Dialogue en altérite au sein des mairies.

Expérience de vie d’un médiateur professionnel en mairie où l’écriture d’un partage avec vous, avocats, juristes et toutes les personnes socialement engagées ou en passe de l’être.
Quelques lignes, pour nous qui sommes concernés, en guise de témoin d’une volonté citoyenne à nous engager en altérité dans notre société.

Expérience de vie d’un médiateur professionnel en mairie où l’écriture d’un partage avec vous Avocats, avec vous Juristes et avec es les Personnes socialement engagées ou en passe l’être. Quelques lignes, pour nous qui sommes concernées, en guise de témoin d’une volonté citoyenne à nous engager en altérité dans notre société.

L’inimaginable discussion où le défi d’un dialogue en altérité dans une « zone défavorable » pour un référent Médiateur professionnel de mairie.

« Zone défavorable » dans la mesure où les personnes concernées par leurs conflits ne sont pas, de prime-abord, dans une réflexion philosophique et introspective.

Simplement, « les arbres du voisin dépassent sur ma propriété et les feuilles de ces arbres tombent sur ma pelouse » !

Caricature de ma démarche comme référent auprès de plusieurs mairies en tant que médiateur professionnel. Je sais bien qu’en ce moment, il ne faut pas plaisanter avec les caricatures mais cet exemple me plait.

Certes, peu de personnes sollicitant une médiation professionnelle imaginent le voyage intérieur auquel elles vont être confrontées. Pour certain(e)s même, vivre une médiation professionnelle est une véritable contrainte.

L’identité d’un référent relationnel.

Mais pour beaucoup au sein des communes, je suis « Le Médiateur », le moralisateur, l’homme de loi, le technicien, le confident, le paternaliste et celui qui va comprendre parfaitement que les feuilles qui tombent sur la pelouse sont une atteinte à la liberté de vivre en toute sérénité, je suis celui sur qui on peut compter.

Bien sûr, il y a les irréductibles avec qui rien n’est possible.

Nous passons allègrement par différentes postures, l’innocence, la victimisation, la véhémence, la compréhension, la stupéfaction, la bienveillance et bien d’autres. Les irréductibles dans la fuite dès qu’ils sentent que l’argumentaire mis en avant vacille vers une réflexion déstabilisante. Leur dernier recours est alors la rupture.

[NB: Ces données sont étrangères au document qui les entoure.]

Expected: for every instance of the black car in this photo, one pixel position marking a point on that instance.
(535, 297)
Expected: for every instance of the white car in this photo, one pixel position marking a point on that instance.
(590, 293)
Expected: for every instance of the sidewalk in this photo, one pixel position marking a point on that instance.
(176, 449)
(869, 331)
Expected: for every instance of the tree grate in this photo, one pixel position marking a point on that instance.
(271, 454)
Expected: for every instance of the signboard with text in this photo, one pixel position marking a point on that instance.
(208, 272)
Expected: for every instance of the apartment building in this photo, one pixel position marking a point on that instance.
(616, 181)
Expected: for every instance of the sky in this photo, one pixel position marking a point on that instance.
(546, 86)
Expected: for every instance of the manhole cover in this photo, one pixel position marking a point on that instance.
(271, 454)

Bien sûr, point de médiation professionnelle en vue sur les feuilles luisantes posées sur la pelouse mais une conciliation teintée de médiation professionnelle. Les feuilles tombent de l’arbre qui cache la forêt. La forêt des non-dits, des suspicions, des prêts d’intentions, du besoin de reconnaissance, etc…

C’est alors que j’enfile ma tenue d’équilibriste, je suis sûr que certain(e)s m’imagent bien dans la tenue. Je dis équilibriste mais dans le cas présent plutôt élagueur manipulant tronçonneuse (petite) et sécateur avec l’instinct de médiateur professionnel. Pas facile d’aborder certains aspects de la problématique sans éveiller des soupçons et de la défiance en perturbant certains paradigmes. L’exercice peut basculer rapidement, du même coup dégrader mon image de médiateur et donc perdre en efficacité.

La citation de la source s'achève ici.